Il 21 ottobre a Banchette salgono sul palco
Giovanni Palombo
e Maurizio Brunod in un duo impegnato a conciliare folk, pop, blues, come
dalla loro iniziale dichiarazione d'intenti. Palombo suona soltanto la chitarra
acustica, mentre Brunod passa anche all'elettrica o alla semiacustica in alcuni
brani. Si ascoltano quarantacinque minuti di musica molto piacevole. I due fanno
sfoggio di diverse tecniche chitarristiche e dialogano alla pari, concedendosi vicendevolmente
ampi spazi solistici, oltre che ritagliarsi due intermezzi in solitudine. Il loro
programma si fa raccomandare per la cura per i suoni aggraziati, non aggressivi
e per la bellezza degli originals messi in campo. In più in una dimostrazione
nella chiesa di S. Marta il giorno dopo, concludono il set con una "All Blues"
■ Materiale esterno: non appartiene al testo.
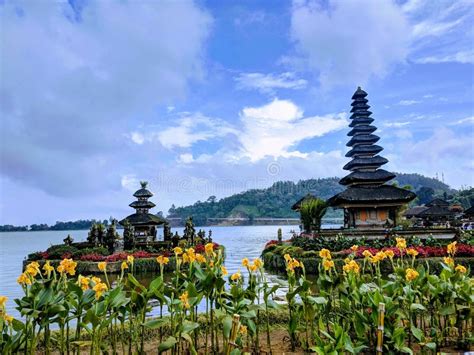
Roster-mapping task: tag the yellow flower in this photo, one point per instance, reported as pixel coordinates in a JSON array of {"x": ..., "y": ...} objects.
[
  {"x": 209, "y": 247},
  {"x": 235, "y": 276},
  {"x": 258, "y": 263},
  {"x": 452, "y": 248},
  {"x": 99, "y": 289},
  {"x": 449, "y": 261},
  {"x": 292, "y": 264},
  {"x": 185, "y": 300},
  {"x": 32, "y": 269},
  {"x": 162, "y": 260},
  {"x": 325, "y": 254},
  {"x": 401, "y": 243},
  {"x": 185, "y": 258},
  {"x": 67, "y": 266},
  {"x": 102, "y": 266},
  {"x": 411, "y": 274},
  {"x": 351, "y": 266},
  {"x": 412, "y": 252},
  {"x": 47, "y": 268},
  {"x": 23, "y": 279},
  {"x": 253, "y": 268},
  {"x": 3, "y": 300},
  {"x": 461, "y": 269},
  {"x": 378, "y": 257},
  {"x": 367, "y": 254},
  {"x": 200, "y": 258},
  {"x": 328, "y": 264},
  {"x": 96, "y": 280},
  {"x": 83, "y": 282}
]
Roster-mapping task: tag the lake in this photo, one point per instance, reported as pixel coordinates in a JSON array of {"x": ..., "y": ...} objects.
[{"x": 239, "y": 241}]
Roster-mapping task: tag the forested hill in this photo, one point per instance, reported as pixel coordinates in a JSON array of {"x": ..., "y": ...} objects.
[{"x": 276, "y": 201}]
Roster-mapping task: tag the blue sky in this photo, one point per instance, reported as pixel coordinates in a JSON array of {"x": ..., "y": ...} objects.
[{"x": 214, "y": 97}]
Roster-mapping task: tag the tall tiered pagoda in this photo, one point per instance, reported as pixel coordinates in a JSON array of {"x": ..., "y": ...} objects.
[
  {"x": 368, "y": 202},
  {"x": 144, "y": 223}
]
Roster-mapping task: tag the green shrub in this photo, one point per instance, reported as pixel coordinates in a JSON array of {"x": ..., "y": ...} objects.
[
  {"x": 57, "y": 251},
  {"x": 95, "y": 250}
]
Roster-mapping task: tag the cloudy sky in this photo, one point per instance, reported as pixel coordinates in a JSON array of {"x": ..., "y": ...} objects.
[{"x": 214, "y": 97}]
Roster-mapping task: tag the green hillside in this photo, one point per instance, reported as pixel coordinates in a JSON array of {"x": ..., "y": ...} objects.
[{"x": 276, "y": 200}]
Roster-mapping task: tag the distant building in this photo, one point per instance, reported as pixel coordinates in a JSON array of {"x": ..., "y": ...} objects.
[
  {"x": 143, "y": 222},
  {"x": 367, "y": 201},
  {"x": 434, "y": 212}
]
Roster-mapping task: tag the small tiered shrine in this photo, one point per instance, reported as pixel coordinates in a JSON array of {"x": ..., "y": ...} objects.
[
  {"x": 143, "y": 222},
  {"x": 368, "y": 202}
]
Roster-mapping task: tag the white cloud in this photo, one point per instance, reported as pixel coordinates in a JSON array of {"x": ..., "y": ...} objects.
[
  {"x": 137, "y": 138},
  {"x": 68, "y": 77},
  {"x": 190, "y": 129},
  {"x": 345, "y": 48},
  {"x": 130, "y": 182},
  {"x": 462, "y": 121},
  {"x": 273, "y": 130},
  {"x": 409, "y": 102},
  {"x": 396, "y": 124},
  {"x": 348, "y": 49},
  {"x": 267, "y": 83},
  {"x": 463, "y": 57}
]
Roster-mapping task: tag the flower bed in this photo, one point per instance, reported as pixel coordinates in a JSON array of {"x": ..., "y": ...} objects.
[{"x": 88, "y": 263}]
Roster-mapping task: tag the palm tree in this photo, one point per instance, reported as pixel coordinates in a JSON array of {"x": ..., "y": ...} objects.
[{"x": 312, "y": 212}]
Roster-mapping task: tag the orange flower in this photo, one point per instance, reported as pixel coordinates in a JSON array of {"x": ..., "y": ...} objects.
[
  {"x": 236, "y": 276},
  {"x": 411, "y": 274},
  {"x": 452, "y": 248},
  {"x": 325, "y": 254},
  {"x": 328, "y": 264},
  {"x": 102, "y": 266},
  {"x": 412, "y": 252}
]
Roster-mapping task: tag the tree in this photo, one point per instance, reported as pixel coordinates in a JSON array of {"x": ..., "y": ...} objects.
[
  {"x": 312, "y": 212},
  {"x": 189, "y": 230},
  {"x": 425, "y": 194},
  {"x": 92, "y": 235},
  {"x": 111, "y": 237},
  {"x": 128, "y": 236}
]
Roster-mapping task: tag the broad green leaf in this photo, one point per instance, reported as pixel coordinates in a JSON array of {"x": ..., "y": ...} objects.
[
  {"x": 167, "y": 344},
  {"x": 417, "y": 333},
  {"x": 417, "y": 307},
  {"x": 155, "y": 323}
]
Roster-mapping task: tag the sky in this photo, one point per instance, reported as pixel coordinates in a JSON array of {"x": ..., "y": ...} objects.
[{"x": 206, "y": 98}]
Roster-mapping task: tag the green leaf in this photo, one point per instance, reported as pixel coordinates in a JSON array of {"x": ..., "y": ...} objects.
[
  {"x": 417, "y": 307},
  {"x": 431, "y": 346},
  {"x": 227, "y": 326},
  {"x": 167, "y": 344},
  {"x": 155, "y": 323},
  {"x": 188, "y": 327},
  {"x": 417, "y": 333},
  {"x": 447, "y": 310}
]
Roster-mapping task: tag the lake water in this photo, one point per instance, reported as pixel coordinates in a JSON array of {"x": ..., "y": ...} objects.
[{"x": 239, "y": 241}]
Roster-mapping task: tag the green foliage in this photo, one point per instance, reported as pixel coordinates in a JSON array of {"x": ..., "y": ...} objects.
[
  {"x": 312, "y": 211},
  {"x": 276, "y": 201}
]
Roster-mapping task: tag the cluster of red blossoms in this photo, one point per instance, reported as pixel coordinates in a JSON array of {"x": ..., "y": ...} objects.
[{"x": 423, "y": 251}]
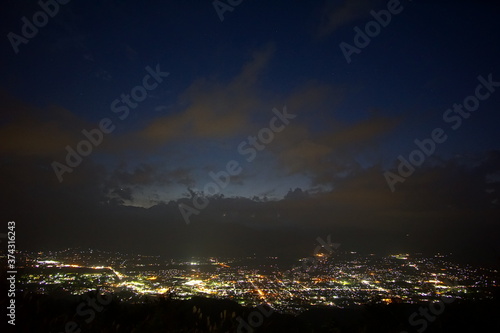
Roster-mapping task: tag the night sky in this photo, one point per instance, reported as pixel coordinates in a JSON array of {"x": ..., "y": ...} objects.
[{"x": 303, "y": 120}]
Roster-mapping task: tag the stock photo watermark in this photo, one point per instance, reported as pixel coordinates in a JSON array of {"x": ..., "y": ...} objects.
[
  {"x": 372, "y": 29},
  {"x": 249, "y": 147},
  {"x": 422, "y": 318},
  {"x": 11, "y": 271},
  {"x": 120, "y": 106},
  {"x": 88, "y": 307},
  {"x": 454, "y": 116},
  {"x": 221, "y": 7},
  {"x": 29, "y": 28}
]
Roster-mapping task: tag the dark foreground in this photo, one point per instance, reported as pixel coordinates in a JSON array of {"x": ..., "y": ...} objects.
[{"x": 94, "y": 313}]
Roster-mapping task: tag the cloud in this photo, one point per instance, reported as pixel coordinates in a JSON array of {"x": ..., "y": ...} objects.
[
  {"x": 212, "y": 109},
  {"x": 29, "y": 131}
]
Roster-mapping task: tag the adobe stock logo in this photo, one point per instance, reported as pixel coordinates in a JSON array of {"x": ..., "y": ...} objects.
[
  {"x": 454, "y": 116},
  {"x": 95, "y": 136},
  {"x": 29, "y": 29}
]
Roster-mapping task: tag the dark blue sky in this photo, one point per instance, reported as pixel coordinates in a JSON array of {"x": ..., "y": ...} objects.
[{"x": 352, "y": 120}]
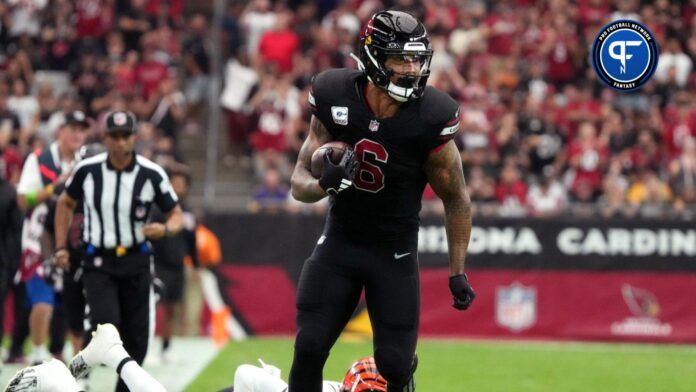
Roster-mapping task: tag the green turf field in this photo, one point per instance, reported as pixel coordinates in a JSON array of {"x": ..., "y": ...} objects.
[{"x": 463, "y": 366}]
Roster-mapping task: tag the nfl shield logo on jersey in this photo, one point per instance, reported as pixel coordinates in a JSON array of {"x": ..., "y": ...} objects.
[
  {"x": 516, "y": 307},
  {"x": 340, "y": 115},
  {"x": 140, "y": 212}
]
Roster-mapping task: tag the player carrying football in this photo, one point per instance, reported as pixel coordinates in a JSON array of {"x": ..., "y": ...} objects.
[{"x": 401, "y": 133}]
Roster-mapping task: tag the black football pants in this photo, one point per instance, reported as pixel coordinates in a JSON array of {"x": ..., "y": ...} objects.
[
  {"x": 124, "y": 301},
  {"x": 328, "y": 292}
]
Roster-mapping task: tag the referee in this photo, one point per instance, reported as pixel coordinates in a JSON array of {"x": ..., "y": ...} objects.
[{"x": 117, "y": 188}]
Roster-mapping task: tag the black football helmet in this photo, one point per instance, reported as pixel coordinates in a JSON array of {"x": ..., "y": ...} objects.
[{"x": 395, "y": 33}]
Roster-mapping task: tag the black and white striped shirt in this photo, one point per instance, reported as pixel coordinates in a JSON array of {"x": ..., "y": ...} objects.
[{"x": 117, "y": 203}]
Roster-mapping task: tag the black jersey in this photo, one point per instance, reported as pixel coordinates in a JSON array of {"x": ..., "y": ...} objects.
[{"x": 386, "y": 197}]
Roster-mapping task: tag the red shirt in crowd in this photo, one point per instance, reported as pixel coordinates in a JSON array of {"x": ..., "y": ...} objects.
[
  {"x": 506, "y": 193},
  {"x": 11, "y": 164},
  {"x": 93, "y": 18},
  {"x": 593, "y": 12},
  {"x": 677, "y": 127},
  {"x": 503, "y": 31},
  {"x": 271, "y": 129},
  {"x": 279, "y": 47},
  {"x": 149, "y": 74},
  {"x": 590, "y": 162},
  {"x": 176, "y": 8},
  {"x": 560, "y": 60}
]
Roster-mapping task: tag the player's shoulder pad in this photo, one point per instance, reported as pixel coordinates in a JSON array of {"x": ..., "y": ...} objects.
[
  {"x": 331, "y": 84},
  {"x": 438, "y": 109}
]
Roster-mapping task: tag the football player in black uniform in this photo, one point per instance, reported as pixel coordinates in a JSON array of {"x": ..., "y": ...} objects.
[{"x": 401, "y": 132}]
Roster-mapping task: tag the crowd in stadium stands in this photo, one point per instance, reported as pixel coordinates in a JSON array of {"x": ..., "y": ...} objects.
[
  {"x": 540, "y": 135},
  {"x": 98, "y": 56}
]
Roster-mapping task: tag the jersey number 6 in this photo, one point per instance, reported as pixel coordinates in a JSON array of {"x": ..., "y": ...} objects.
[{"x": 370, "y": 177}]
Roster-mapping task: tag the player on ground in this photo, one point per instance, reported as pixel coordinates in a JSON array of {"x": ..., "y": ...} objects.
[
  {"x": 105, "y": 348},
  {"x": 362, "y": 376},
  {"x": 43, "y": 176},
  {"x": 401, "y": 132}
]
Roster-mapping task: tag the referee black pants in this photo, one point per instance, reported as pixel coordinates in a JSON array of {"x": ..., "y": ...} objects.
[
  {"x": 328, "y": 292},
  {"x": 118, "y": 291}
]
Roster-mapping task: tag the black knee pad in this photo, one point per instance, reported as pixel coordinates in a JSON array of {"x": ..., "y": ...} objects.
[
  {"x": 312, "y": 340},
  {"x": 396, "y": 367}
]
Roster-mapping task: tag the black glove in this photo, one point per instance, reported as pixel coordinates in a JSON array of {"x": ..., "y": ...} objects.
[
  {"x": 338, "y": 178},
  {"x": 461, "y": 291}
]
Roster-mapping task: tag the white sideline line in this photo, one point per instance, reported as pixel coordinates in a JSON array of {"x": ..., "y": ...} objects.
[
  {"x": 578, "y": 346},
  {"x": 191, "y": 355}
]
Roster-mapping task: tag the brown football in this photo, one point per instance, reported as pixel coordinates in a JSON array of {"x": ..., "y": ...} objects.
[{"x": 337, "y": 150}]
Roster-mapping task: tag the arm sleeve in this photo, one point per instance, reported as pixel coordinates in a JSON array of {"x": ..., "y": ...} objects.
[
  {"x": 191, "y": 244},
  {"x": 324, "y": 86},
  {"x": 74, "y": 184},
  {"x": 30, "y": 179},
  {"x": 14, "y": 240},
  {"x": 443, "y": 132},
  {"x": 165, "y": 197}
]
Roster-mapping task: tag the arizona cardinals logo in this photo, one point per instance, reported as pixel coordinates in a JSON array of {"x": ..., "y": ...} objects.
[
  {"x": 368, "y": 29},
  {"x": 641, "y": 302}
]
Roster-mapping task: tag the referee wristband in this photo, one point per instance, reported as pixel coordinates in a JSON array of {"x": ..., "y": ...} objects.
[{"x": 123, "y": 363}]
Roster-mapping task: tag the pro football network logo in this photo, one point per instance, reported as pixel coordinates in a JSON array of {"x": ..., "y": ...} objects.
[
  {"x": 516, "y": 306},
  {"x": 624, "y": 55},
  {"x": 645, "y": 309}
]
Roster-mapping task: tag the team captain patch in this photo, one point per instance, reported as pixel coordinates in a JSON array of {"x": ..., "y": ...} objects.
[{"x": 340, "y": 115}]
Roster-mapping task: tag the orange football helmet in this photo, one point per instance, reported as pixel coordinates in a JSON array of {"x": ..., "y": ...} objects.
[{"x": 363, "y": 376}]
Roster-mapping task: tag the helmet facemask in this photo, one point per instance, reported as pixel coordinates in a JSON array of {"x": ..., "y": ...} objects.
[{"x": 384, "y": 37}]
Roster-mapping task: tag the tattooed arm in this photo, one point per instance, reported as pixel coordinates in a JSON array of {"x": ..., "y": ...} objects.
[
  {"x": 304, "y": 186},
  {"x": 444, "y": 171}
]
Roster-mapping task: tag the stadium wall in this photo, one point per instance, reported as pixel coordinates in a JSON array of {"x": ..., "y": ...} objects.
[{"x": 542, "y": 279}]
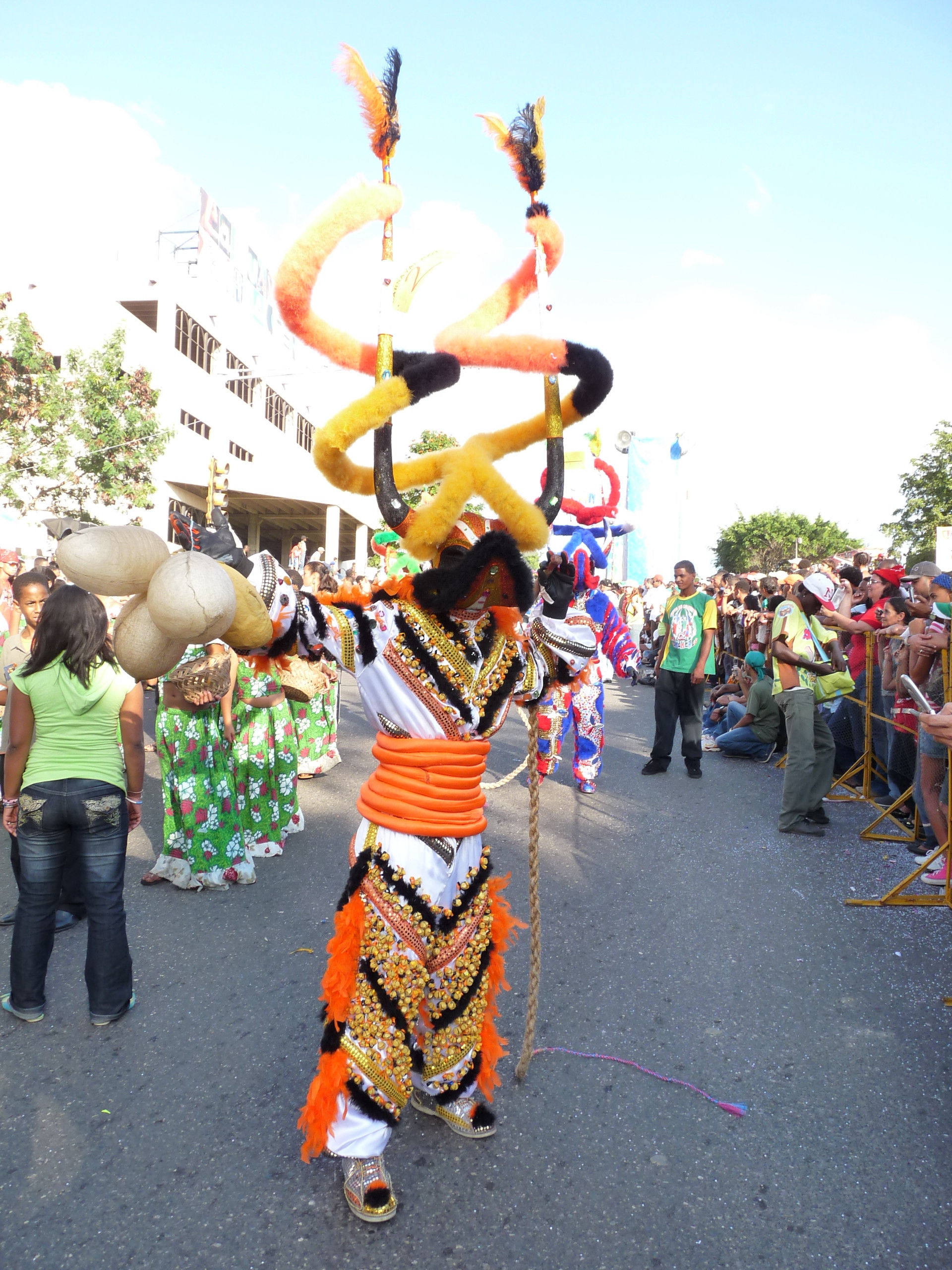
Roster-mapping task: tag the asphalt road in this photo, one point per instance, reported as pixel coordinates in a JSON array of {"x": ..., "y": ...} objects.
[{"x": 679, "y": 930}]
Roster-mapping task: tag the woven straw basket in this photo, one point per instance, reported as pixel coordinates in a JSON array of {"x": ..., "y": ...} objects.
[
  {"x": 205, "y": 675},
  {"x": 302, "y": 680}
]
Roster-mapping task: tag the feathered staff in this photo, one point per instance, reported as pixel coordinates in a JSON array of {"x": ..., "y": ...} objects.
[
  {"x": 524, "y": 145},
  {"x": 380, "y": 114}
]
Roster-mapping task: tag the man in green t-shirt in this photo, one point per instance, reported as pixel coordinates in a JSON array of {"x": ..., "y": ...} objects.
[
  {"x": 801, "y": 651},
  {"x": 686, "y": 656}
]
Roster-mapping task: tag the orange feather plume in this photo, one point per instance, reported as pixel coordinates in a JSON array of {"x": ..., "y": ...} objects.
[
  {"x": 377, "y": 98},
  {"x": 504, "y": 931}
]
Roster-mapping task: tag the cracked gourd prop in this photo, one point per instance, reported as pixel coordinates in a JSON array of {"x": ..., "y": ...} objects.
[{"x": 192, "y": 599}]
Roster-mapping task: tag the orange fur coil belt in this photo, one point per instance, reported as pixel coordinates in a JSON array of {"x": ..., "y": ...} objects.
[{"x": 427, "y": 786}]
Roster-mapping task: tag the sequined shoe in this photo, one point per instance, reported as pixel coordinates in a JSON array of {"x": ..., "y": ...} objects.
[
  {"x": 465, "y": 1115},
  {"x": 367, "y": 1188}
]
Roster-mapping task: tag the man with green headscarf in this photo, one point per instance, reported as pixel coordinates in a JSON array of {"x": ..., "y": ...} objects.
[{"x": 754, "y": 734}]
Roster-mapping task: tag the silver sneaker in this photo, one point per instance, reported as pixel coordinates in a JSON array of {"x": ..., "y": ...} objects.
[
  {"x": 367, "y": 1188},
  {"x": 465, "y": 1115}
]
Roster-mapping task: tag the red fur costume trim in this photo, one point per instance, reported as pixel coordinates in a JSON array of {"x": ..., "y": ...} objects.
[
  {"x": 298, "y": 271},
  {"x": 338, "y": 987},
  {"x": 470, "y": 341},
  {"x": 504, "y": 931}
]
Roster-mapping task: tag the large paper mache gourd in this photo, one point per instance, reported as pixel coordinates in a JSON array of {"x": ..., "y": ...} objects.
[
  {"x": 112, "y": 561},
  {"x": 192, "y": 599}
]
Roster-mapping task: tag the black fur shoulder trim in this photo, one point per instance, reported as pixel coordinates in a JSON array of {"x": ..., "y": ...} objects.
[
  {"x": 358, "y": 872},
  {"x": 431, "y": 666},
  {"x": 366, "y": 1104},
  {"x": 485, "y": 644},
  {"x": 318, "y": 615},
  {"x": 404, "y": 889},
  {"x": 450, "y": 1016},
  {"x": 465, "y": 1080},
  {"x": 502, "y": 694},
  {"x": 446, "y": 587},
  {"x": 330, "y": 1039},
  {"x": 386, "y": 1003},
  {"x": 287, "y": 643},
  {"x": 365, "y": 632}
]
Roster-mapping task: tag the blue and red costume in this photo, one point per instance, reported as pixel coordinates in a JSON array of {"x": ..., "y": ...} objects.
[{"x": 581, "y": 701}]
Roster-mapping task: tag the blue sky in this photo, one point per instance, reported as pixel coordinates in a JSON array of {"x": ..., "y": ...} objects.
[{"x": 799, "y": 153}]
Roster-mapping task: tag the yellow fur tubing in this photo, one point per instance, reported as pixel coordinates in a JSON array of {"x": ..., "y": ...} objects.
[
  {"x": 350, "y": 210},
  {"x": 367, "y": 413}
]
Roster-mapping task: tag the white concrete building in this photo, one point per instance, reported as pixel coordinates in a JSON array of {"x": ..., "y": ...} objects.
[{"x": 234, "y": 385}]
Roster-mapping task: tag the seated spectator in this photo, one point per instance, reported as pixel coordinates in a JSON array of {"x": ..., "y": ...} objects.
[
  {"x": 66, "y": 797},
  {"x": 754, "y": 733},
  {"x": 722, "y": 698}
]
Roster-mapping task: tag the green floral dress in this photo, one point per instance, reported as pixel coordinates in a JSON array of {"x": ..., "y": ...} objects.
[
  {"x": 202, "y": 844},
  {"x": 266, "y": 763},
  {"x": 316, "y": 729}
]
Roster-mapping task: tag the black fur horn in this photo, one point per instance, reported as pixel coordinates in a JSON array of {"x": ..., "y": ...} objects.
[
  {"x": 397, "y": 512},
  {"x": 551, "y": 497}
]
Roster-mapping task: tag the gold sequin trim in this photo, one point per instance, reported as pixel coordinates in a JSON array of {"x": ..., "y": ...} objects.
[
  {"x": 372, "y": 1072},
  {"x": 347, "y": 639}
]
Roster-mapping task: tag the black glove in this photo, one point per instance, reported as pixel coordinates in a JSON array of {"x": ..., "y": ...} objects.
[
  {"x": 556, "y": 583},
  {"x": 218, "y": 543}
]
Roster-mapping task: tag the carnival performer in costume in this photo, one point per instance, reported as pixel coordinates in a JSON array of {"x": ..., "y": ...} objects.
[
  {"x": 581, "y": 701},
  {"x": 416, "y": 955},
  {"x": 259, "y": 726},
  {"x": 202, "y": 840},
  {"x": 316, "y": 726}
]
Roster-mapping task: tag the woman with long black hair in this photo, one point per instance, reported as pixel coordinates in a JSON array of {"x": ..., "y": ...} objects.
[{"x": 67, "y": 798}]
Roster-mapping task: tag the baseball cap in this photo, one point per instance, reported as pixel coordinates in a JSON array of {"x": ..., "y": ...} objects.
[
  {"x": 924, "y": 570},
  {"x": 823, "y": 587}
]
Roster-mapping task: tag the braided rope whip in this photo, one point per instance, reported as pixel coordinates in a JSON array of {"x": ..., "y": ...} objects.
[
  {"x": 535, "y": 916},
  {"x": 495, "y": 785}
]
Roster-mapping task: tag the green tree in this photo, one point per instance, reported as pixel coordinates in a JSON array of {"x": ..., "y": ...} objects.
[
  {"x": 765, "y": 541},
  {"x": 427, "y": 444},
  {"x": 79, "y": 439},
  {"x": 927, "y": 491}
]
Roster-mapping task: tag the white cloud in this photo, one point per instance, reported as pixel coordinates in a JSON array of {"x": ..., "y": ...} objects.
[
  {"x": 691, "y": 258},
  {"x": 762, "y": 197},
  {"x": 146, "y": 111},
  {"x": 91, "y": 189}
]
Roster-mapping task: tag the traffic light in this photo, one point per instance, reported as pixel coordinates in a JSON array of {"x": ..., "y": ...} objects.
[{"x": 218, "y": 488}]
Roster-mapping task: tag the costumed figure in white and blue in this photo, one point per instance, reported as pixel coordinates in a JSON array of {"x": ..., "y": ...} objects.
[{"x": 578, "y": 699}]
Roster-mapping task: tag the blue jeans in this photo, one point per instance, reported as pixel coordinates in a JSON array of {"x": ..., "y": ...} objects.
[
  {"x": 67, "y": 821},
  {"x": 744, "y": 743},
  {"x": 733, "y": 714}
]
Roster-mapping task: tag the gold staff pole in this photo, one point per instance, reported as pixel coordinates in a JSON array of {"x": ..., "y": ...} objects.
[{"x": 380, "y": 114}]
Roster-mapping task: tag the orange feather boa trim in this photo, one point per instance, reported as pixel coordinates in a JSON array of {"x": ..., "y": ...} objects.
[
  {"x": 338, "y": 988},
  {"x": 506, "y": 928}
]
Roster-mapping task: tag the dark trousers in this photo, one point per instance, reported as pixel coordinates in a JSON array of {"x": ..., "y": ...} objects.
[
  {"x": 83, "y": 822},
  {"x": 71, "y": 894},
  {"x": 677, "y": 700}
]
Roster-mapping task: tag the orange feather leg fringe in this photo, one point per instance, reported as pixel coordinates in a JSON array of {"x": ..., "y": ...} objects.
[
  {"x": 506, "y": 928},
  {"x": 338, "y": 987}
]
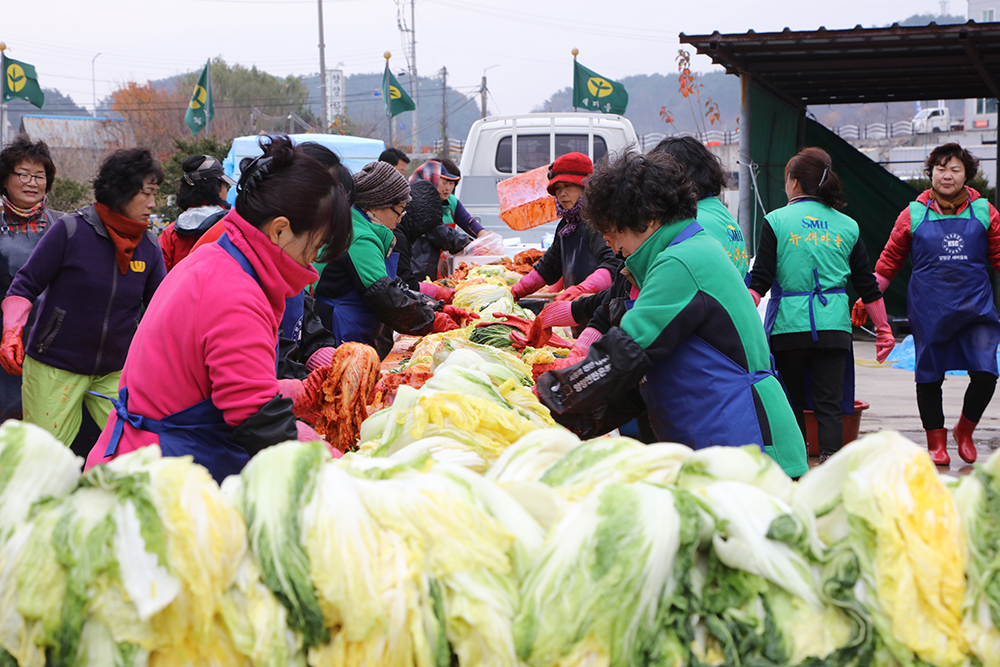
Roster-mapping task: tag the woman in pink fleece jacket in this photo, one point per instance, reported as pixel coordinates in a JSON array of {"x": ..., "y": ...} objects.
[{"x": 199, "y": 378}]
piena di swing e di energia, segno che possono anche riproporre con personalità
ed energia gli standards.
Con un vociare corale di stampo vagamente orientaleggiante, si impossessano dello
spazio, dopo l'intervallo, Actis Dato e i suoi tre compagni di viaggio. Una
volta presa posizione sul palco, si lanciano sui "soliti" temi di matrice araba
e zone limitrofe, tipiche del repertorio del quartetto, a cui seguono lunghi soli
in cui i sassofoni, debitori alla lontana della lezione di Albert Ayler, utilizzano
un campionario di fischi, suoni raddoppiati, irregolari, armonizzati dal "fuoco",
dall'intensità con cui le due ance approcciano la materia. Actis Dato è in vena
e lo si percepisce immediatamente. E' lui il motore del quartetto, quello che accende
la miccia. Gli altri provvedono a farla esplodere. Matteo Ravizza e Daniele
Bertone, rispettivamente basso e batteria, assicurano, da parte loro, un accompagnamento
preciso e vibrante.
Il tema viene esposto alternativamente dal baritono o dal clarinetto basso, poi
intervengono gli altri a tenere alta la tensione, oltre che a prestarsi alle trovate
sceniche, a rendere animata l'esibizione. Così, ad un segnale convenuto, il sassofonista
Beppe Di Filippo si dedica a smontare pezzo per pezzo un clarinetto basso,
mentre il band leader continua a suonare, ogni volta con una parte di meno, sino
a terminare l'assolo con il bocchino. Escono di scena, secondo copione, i 4 sciamannati
e rientrano con abiti paludati variopinti fra l'ilarità generale. Actis Dato, dopo
essere sceso in platea e aver "molestato" bonariamente qualche spettatore, decide
di guidare un coro composto dalle prime file, ricevendo collaborazione da una decina
tra "obbligati" e volontari. Insomma un set volutamente esagerato, a suo modo divertente.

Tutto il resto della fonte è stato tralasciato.